Tennessee football: Jeremy Pruitt's emotion was quite telling in ways both good and bad
Jeremy Pruitt’s showing of emotion following Tennessee’s 38-12 loss to Georgia was telling in many ways.
First, it was a sign that the first-year head coach is human. Some have questioned that if they ever actually met him. Pruitt is stoic in conversations with the media and the public. Now, I’m not sure what he’s like behind closed doors, but every time I’ve spoken to him it was as matter-of-fact as a robot. His press conferences have carried the same tenor.
The other thing I took from Pruitt’s brief display of emotion last Saturday was the fact that he’s invested in Tennessee, which I’ve never been quite sure of. He doesn’t have the connections to UT that the Vols boasted when they were at their best. Former coach Johnny Majors and Phillip Fulmer attended UT and loved the entire university. There was only one way they’d leave Tennessee and that was if they were fired, which eventually happened.
Sure, Fulmer flirted with the NFL in the early 2000s when his stock was high, but did anyone think he’d actually leave his alma mater? Fulmer’s interest in the NFL was more about being appreciated, which often times meant a raise and/or a contract extension.
And as for Majors, he’d coach UT tomorrow if given the opportunity, even though he’s 83.
Some have said Pruitt would gladly jump at another job if he has success at UT. That might still be the case, but after Pruitt’s press conference on Sunday, I get the feeling he’s more invested than I once did. Besides if Pruitt has enough success at UT, he would have done an incredible job rebuilding the Vols. If Pruitt is highly coveted by other schools one day, that would be a fantastic problem for Tennessee’s administration to have.
However, the one disconcerting aspect of Pruitt’s emotion was that he might have tipped his hand a bit. He might have shown UT fans just how bad this roster is. Despite fighting hard, these Vols just aren’t very good. They’re probably worse than we even believed.

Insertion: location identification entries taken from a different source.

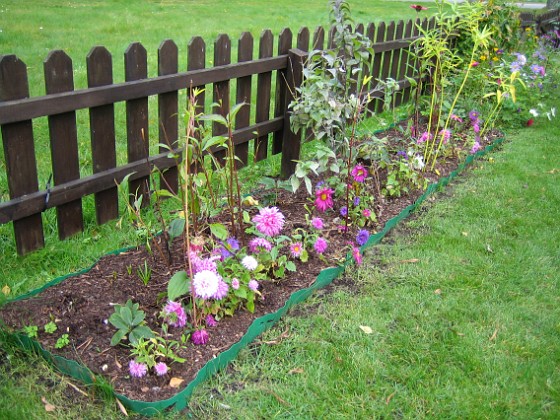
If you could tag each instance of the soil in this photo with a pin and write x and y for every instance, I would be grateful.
(81, 304)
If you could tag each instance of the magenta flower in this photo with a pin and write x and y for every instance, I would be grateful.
(205, 284)
(200, 337)
(359, 173)
(174, 314)
(249, 262)
(253, 285)
(137, 370)
(362, 237)
(257, 244)
(317, 223)
(296, 249)
(323, 199)
(222, 291)
(269, 221)
(320, 245)
(161, 369)
(211, 321)
(476, 147)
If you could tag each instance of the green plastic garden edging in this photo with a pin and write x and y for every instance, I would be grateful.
(179, 401)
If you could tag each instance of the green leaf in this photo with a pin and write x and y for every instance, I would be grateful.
(178, 285)
(219, 231)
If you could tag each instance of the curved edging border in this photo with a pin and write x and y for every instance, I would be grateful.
(179, 401)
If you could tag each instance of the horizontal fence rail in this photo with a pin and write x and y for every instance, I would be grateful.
(266, 83)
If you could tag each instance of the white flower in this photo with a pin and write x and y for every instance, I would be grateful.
(205, 284)
(249, 262)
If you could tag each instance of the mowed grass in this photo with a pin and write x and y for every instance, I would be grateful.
(462, 303)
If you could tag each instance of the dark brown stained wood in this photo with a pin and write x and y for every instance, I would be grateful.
(291, 144)
(284, 46)
(137, 134)
(25, 109)
(168, 111)
(318, 38)
(102, 127)
(243, 95)
(64, 142)
(355, 76)
(264, 82)
(19, 154)
(30, 204)
(196, 60)
(405, 69)
(376, 67)
(386, 66)
(303, 39)
(222, 56)
(396, 61)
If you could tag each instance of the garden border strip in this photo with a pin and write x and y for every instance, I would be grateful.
(180, 400)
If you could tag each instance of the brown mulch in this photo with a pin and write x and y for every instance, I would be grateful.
(81, 304)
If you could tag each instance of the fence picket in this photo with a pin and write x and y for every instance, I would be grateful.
(243, 95)
(64, 142)
(19, 153)
(136, 68)
(168, 111)
(264, 82)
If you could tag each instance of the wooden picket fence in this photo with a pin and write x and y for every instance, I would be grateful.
(270, 122)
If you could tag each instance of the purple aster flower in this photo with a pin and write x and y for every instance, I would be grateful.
(359, 173)
(320, 245)
(174, 314)
(362, 237)
(323, 199)
(258, 244)
(473, 115)
(211, 321)
(161, 369)
(222, 291)
(137, 370)
(249, 262)
(200, 337)
(269, 221)
(296, 249)
(205, 284)
(317, 223)
(253, 285)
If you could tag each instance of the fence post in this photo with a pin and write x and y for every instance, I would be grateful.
(291, 142)
(19, 153)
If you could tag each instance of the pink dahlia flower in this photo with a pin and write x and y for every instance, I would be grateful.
(161, 369)
(323, 199)
(137, 370)
(200, 337)
(296, 249)
(205, 284)
(359, 173)
(257, 244)
(269, 221)
(320, 245)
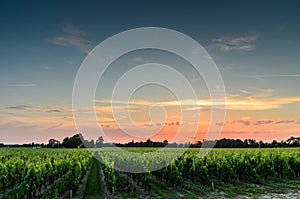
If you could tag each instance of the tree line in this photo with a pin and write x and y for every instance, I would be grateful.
(78, 141)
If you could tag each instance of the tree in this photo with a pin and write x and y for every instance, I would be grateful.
(166, 142)
(99, 142)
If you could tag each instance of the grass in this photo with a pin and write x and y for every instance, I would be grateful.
(93, 188)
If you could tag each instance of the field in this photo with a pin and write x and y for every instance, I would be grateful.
(77, 173)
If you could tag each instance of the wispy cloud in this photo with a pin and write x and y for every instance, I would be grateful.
(36, 109)
(244, 122)
(260, 122)
(241, 43)
(19, 107)
(255, 101)
(73, 30)
(140, 60)
(74, 37)
(261, 77)
(21, 85)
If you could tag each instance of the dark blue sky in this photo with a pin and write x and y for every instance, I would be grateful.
(255, 44)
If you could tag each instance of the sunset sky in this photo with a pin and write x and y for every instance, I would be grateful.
(255, 44)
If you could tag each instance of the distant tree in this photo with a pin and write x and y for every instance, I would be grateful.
(166, 142)
(52, 143)
(75, 141)
(99, 142)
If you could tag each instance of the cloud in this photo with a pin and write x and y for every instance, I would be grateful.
(261, 77)
(260, 122)
(244, 122)
(242, 43)
(257, 101)
(36, 109)
(73, 37)
(172, 123)
(19, 107)
(284, 121)
(53, 111)
(73, 30)
(21, 85)
(140, 60)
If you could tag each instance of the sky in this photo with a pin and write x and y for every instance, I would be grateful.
(254, 44)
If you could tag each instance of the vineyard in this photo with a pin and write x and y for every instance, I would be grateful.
(57, 173)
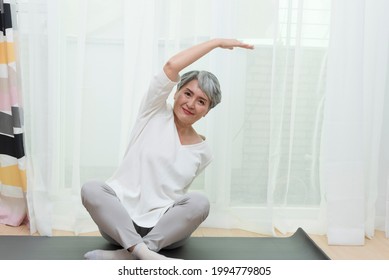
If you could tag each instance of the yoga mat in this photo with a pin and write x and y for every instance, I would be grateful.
(299, 246)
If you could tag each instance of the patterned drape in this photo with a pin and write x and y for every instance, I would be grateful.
(12, 159)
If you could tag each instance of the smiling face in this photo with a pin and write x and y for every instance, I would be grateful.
(190, 104)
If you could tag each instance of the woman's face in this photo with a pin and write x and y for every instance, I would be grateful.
(190, 103)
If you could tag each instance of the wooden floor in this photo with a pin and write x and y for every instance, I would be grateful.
(374, 249)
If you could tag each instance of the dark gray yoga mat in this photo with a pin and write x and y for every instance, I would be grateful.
(299, 246)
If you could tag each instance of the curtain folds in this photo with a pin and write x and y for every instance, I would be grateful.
(300, 136)
(354, 157)
(13, 185)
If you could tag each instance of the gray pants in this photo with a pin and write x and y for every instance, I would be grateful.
(116, 225)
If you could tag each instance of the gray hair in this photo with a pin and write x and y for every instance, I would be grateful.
(208, 83)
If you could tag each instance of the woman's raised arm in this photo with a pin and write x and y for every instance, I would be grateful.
(186, 57)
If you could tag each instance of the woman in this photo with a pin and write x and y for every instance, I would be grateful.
(144, 206)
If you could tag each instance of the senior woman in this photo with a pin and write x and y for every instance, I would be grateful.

Former UT coach Butch Jones did his best to inflate his recruiting success. He’d lobby for commitments’ rankings to go up just because they would eventually sign with UT. Based on recruiting rankings over the past five seasons, the Vols should have an above-average roster. They don’t.

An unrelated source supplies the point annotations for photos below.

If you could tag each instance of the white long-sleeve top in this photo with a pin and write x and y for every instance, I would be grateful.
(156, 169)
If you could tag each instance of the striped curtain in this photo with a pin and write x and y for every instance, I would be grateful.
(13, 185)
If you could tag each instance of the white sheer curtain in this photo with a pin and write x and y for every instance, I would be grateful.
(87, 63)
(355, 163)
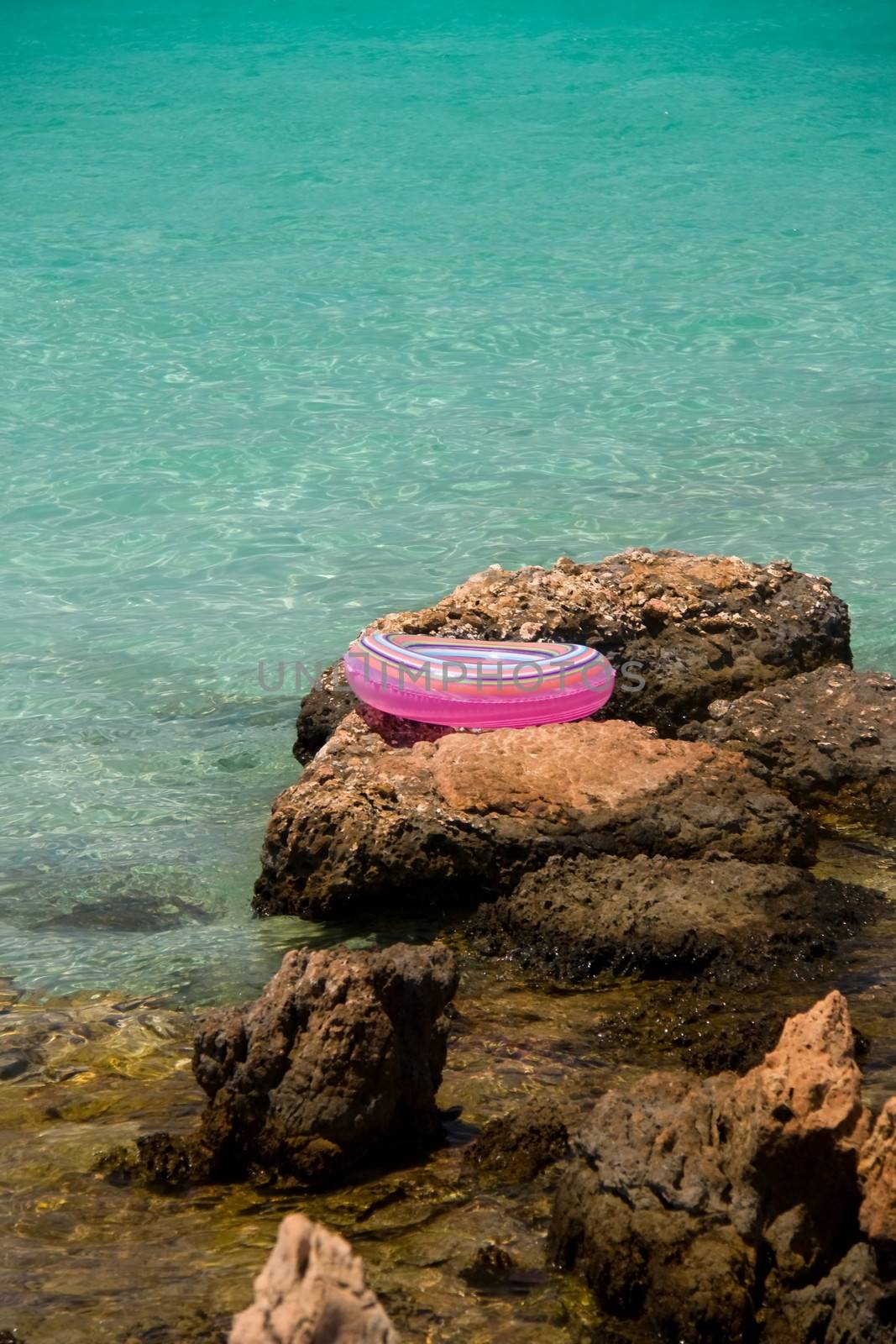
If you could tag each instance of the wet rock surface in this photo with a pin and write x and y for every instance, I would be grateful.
(730, 1207)
(579, 917)
(312, 1290)
(336, 1063)
(825, 737)
(520, 1146)
(699, 627)
(461, 819)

I kept hearing the same things from sources within the program that I’ve heard before, that Pruitt was stunned how bad UT’s roster really was, that this would be a long rebuild and that UT was nowhere near their SEC counterparts — and not just the really good ones. At first, I discounted that notion. I had heard the same sort of comments when other coaches took over. It’s always smart to lower the bar when taking over a program. Nobody needs high expectations to begin their tenure at a new school. Now, I believe the Vols are worse than we ever imagined.
The offensive line is either inexperienced or lacks talent at most positions. The Vols can’t generate a pass rush. Those are two pretty important things in football. Without those, it’s hard to imagine any team having much success. And then there’s the quarterback situation.
It’s time for UT fans to face the stark realization that a 3-9 record is not only possible; it’s likely. That would be the worst season in Tennessee’s long, proud history.
Who can the Vols beat on their schedule other than Charlotte? In years past, UT fans could point to Kentucky and Vanderbilt as likely wins. No more. Both teams are better than UT and have better rosters. Let that sink in for a bit.
When Pruitt was hired, I thought being 6-6 and bowl eligible was an attainable goal. I now think that’s a fairy tale. On second thought, maybe the Vols can be bowl eligible. Maybe the Vols can win six games — in 2020.